Let $\lambda_1, \lambda_2 >0$ be coefficients and $\mathbf{c},\; \mathbf{a_1}, \; \mathbf{a_2} \in \mathbb{R}^n$ be given vectors.
I am wondering whether
$$f(\theta) \; = \; \inf_{\mathbf{x}, \mathbf{y}}\{ \mathbf{x}^\top \mathbf{a_1} + \mathbf{y}^\top \mathbf{a_2} \ : \ \mathbf{x} + \mathbf{y} = \theta\cdot \mathbf{c}, \; \lVert \mathbf{x} \rVert \leq \lambda_1, \; \lVert \mathbf{y} \rVert \leq \lambda_2 \}$$
is an affine function on a given compact set $\Theta \subset \mathbb{R}$. The coefficients $\mathbf{c}$ satisfy $\lVert \theta\cdot \mathbf{c}\rVert \leq \lambda_1 + \lambda_2$ for all $\theta \in \Theta$ which implies $f$ never evaluates to $\infty$ on $\Theta$.

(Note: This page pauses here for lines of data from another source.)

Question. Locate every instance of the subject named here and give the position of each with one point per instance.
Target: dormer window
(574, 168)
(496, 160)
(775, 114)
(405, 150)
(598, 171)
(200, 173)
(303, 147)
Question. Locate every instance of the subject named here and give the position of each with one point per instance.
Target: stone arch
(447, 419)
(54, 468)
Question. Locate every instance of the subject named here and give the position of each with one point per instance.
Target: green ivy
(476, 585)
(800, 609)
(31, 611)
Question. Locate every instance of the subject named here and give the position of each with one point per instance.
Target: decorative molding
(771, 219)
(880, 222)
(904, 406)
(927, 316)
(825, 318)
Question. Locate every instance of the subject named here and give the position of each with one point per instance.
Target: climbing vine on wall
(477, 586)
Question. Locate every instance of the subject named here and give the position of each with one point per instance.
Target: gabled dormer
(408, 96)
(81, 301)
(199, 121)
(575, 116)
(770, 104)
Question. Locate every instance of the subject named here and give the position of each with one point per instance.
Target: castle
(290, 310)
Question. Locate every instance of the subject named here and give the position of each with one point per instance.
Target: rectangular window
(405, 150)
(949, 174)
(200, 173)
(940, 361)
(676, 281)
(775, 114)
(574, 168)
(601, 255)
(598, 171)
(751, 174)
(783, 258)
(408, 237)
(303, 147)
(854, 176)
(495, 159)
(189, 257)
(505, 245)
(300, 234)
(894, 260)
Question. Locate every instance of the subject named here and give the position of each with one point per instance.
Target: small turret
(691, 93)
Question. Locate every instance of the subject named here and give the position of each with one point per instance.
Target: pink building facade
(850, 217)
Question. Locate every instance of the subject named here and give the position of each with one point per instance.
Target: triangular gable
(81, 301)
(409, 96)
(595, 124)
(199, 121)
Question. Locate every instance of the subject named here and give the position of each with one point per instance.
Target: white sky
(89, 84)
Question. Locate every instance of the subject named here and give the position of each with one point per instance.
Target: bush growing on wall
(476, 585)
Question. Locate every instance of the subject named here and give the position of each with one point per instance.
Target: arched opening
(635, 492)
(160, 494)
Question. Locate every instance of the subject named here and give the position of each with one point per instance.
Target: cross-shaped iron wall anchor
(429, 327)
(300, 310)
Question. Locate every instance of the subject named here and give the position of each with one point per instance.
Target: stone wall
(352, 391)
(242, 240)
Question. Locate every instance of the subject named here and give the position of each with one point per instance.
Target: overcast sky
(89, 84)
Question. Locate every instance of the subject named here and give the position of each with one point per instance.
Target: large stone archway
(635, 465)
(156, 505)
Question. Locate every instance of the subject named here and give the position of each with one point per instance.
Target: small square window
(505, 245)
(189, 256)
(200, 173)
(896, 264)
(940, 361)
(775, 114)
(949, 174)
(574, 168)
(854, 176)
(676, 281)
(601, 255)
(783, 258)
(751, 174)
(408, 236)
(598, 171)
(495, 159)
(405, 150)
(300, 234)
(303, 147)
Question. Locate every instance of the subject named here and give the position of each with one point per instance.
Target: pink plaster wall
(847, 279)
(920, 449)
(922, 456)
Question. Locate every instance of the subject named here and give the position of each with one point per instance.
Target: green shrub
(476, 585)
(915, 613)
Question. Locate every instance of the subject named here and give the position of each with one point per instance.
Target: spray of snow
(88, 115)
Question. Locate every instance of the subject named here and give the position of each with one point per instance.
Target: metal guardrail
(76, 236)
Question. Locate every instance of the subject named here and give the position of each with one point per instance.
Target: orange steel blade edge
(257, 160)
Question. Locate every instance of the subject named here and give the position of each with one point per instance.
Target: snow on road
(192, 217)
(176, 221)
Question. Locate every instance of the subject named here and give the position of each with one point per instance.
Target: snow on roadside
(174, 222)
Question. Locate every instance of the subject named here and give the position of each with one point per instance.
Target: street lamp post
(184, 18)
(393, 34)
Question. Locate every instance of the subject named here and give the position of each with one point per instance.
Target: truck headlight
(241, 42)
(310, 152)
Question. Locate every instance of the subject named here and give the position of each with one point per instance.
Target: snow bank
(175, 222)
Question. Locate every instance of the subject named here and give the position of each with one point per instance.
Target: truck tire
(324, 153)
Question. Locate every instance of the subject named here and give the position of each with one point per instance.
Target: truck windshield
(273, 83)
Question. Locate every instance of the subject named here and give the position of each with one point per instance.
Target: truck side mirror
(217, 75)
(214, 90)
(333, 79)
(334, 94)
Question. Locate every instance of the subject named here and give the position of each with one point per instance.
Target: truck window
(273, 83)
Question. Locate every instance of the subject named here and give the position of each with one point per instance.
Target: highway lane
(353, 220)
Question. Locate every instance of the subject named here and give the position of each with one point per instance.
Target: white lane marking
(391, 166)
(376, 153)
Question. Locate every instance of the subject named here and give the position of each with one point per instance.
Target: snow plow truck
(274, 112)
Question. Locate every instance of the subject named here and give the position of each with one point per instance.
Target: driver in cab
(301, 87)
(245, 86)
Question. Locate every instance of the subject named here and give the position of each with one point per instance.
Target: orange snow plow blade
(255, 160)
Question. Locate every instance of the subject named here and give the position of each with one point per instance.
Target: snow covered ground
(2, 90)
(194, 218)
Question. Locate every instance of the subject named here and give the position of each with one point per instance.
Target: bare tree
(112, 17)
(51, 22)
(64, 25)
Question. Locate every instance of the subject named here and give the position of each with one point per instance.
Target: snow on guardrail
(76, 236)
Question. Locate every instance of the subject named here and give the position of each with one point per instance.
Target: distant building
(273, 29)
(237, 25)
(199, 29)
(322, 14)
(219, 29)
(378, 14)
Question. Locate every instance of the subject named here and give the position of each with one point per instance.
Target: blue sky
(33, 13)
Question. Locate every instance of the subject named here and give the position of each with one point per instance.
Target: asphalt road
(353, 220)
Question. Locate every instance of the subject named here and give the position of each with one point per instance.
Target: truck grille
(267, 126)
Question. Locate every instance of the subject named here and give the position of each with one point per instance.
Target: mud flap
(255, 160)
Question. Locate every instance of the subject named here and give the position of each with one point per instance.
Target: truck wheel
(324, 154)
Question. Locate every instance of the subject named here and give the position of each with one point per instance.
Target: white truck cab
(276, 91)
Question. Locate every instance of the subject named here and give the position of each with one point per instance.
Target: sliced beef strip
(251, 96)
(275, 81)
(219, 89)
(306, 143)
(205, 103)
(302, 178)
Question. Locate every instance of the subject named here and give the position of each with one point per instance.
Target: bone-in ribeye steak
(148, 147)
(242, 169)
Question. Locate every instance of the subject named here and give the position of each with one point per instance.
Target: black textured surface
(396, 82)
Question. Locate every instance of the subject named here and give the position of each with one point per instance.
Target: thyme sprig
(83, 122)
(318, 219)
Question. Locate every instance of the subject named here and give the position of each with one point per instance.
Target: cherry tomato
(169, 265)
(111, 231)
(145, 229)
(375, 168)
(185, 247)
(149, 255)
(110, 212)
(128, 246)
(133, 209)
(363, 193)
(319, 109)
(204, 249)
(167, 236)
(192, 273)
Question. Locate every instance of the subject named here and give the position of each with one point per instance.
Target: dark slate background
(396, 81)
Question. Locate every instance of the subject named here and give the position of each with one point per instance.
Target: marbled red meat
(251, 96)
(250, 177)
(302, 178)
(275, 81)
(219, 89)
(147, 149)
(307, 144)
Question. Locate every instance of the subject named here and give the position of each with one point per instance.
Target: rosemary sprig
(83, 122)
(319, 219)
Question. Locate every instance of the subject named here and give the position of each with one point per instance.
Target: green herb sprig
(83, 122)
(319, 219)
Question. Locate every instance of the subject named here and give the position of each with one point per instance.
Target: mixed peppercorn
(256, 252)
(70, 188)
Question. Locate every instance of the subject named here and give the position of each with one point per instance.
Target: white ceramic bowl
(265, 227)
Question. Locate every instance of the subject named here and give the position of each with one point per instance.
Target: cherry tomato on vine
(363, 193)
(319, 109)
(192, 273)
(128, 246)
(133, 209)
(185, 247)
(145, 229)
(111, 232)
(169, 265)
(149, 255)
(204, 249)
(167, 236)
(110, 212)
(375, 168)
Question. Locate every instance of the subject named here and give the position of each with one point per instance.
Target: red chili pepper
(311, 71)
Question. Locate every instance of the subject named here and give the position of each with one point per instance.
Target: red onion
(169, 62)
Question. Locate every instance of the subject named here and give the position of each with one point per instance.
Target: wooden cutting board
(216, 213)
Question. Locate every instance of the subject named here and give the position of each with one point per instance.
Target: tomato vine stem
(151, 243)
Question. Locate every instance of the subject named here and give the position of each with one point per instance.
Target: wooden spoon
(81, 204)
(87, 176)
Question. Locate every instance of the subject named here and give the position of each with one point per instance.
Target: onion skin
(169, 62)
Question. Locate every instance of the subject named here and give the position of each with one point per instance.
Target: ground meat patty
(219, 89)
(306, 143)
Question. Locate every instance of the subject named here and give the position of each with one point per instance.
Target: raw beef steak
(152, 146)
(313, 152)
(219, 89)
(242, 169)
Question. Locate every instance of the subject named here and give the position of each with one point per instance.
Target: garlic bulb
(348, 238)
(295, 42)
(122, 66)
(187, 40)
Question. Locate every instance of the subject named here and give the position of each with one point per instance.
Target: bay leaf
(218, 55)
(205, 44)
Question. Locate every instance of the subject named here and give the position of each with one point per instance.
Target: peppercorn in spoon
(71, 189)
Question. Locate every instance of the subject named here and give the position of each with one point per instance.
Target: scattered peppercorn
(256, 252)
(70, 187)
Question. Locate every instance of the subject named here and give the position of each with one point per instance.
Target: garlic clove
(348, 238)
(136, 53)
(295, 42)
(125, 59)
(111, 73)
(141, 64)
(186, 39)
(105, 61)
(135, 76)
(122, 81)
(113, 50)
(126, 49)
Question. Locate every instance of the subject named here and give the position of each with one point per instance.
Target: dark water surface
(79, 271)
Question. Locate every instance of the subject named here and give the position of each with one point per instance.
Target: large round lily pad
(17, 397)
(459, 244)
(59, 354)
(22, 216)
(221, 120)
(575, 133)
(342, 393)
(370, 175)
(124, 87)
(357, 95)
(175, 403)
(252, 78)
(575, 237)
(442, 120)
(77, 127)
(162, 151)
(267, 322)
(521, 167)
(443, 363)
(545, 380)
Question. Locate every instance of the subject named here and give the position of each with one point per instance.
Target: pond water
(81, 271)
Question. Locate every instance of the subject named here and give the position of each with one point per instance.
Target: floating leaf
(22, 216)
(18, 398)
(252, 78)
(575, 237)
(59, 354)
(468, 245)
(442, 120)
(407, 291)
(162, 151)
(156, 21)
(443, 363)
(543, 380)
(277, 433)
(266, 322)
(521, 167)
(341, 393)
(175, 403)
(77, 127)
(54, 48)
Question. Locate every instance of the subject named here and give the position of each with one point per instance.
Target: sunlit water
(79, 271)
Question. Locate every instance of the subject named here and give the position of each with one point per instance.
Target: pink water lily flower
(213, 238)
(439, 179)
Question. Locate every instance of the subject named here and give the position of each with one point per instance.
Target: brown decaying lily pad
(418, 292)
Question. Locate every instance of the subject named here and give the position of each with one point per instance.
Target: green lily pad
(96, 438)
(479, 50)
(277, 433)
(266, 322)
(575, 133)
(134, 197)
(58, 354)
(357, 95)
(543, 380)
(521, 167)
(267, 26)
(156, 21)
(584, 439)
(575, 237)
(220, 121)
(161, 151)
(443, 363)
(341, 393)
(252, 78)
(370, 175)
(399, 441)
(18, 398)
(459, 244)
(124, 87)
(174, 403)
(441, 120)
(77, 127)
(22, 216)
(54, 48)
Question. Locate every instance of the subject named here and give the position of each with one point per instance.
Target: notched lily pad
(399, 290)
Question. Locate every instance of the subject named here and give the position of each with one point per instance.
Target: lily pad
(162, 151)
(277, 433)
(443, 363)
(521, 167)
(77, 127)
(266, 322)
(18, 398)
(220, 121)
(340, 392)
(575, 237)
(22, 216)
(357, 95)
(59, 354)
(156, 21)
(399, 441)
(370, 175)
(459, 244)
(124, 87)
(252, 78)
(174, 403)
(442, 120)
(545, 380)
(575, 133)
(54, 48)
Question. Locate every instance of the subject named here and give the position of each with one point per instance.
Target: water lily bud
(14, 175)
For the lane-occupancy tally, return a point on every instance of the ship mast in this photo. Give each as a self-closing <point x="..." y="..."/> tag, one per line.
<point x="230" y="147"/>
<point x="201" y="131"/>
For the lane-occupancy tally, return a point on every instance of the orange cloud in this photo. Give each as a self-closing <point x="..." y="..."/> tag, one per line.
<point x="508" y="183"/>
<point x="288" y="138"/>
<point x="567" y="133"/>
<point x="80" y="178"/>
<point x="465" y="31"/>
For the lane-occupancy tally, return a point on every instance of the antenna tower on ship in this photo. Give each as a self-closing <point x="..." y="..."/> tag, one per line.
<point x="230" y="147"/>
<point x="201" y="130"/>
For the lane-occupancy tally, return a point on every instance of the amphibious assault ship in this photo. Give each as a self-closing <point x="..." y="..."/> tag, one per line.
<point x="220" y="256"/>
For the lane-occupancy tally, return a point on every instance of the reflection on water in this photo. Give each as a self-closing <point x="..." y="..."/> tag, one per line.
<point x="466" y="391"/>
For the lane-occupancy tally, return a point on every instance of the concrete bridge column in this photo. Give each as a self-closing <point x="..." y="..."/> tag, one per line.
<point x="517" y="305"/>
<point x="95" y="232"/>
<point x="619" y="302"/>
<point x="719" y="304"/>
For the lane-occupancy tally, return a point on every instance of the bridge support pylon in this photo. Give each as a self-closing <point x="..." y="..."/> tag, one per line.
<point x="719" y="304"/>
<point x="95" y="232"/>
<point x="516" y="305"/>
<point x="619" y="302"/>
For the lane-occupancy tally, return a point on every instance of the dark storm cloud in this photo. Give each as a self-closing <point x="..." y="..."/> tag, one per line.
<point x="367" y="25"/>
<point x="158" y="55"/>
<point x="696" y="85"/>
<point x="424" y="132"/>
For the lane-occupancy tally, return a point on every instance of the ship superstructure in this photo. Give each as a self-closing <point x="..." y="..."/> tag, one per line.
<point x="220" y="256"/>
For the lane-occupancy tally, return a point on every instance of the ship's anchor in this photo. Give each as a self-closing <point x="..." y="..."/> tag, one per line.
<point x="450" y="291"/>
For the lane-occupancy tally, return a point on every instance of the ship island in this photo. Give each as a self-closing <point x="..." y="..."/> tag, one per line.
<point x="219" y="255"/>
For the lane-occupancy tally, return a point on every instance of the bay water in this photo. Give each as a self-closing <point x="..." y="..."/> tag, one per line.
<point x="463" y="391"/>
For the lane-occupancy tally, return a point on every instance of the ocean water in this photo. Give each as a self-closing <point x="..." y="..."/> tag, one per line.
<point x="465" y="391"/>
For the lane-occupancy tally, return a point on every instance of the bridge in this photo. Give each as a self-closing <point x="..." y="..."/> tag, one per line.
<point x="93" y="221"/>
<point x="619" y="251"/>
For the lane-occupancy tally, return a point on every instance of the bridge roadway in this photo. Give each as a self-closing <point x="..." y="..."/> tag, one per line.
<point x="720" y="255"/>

Why I think it might be affine
The function $f(\theta)$ can be written with variable substitution as (for simplicity use $\lambda_1 = \lambda_2= 1$): $$ f(\theta) = \theta\cdot \mathbf{c}^\top \mathbf{a_2} + \min_{\mathbf{x}}\{ \mathbf{x}^\top \mathbf{a} \ : \ \lVert \mathbf{x} \rVert \leq 1, \ \lVert \theta \cdot \mathbf{c} - \mathbf{x}\rVert \leq 1 \} $$ where $\mathbf{a} = \mathbf{a_1} - \mathbf{a_2}$. Since the first term is linear already, ignoring it (as we want to prove linearity) gives us $$ f(\theta) = \min_{\mathbf{x}}\{ \mathbf{x}^\top \mathbf{a} \ : \ \lVert \mathbf{x} \rVert \leq 1, \ \lVert \theta \cdot \mathbf{c} - \mathbf{x}\rVert \leq 1 \} $$ For fixed $\theta$, this problem is a linear optimization over the intersection of two unit balls. The first ball is centered at the origin while the second ball's center is $\theta \cdot \mathbf{c}$. So, varying $\theta$ linearly 'shifts' the second ball. But I cannot see whether if this implies that $f(\theta)$ is linear in $\theta$.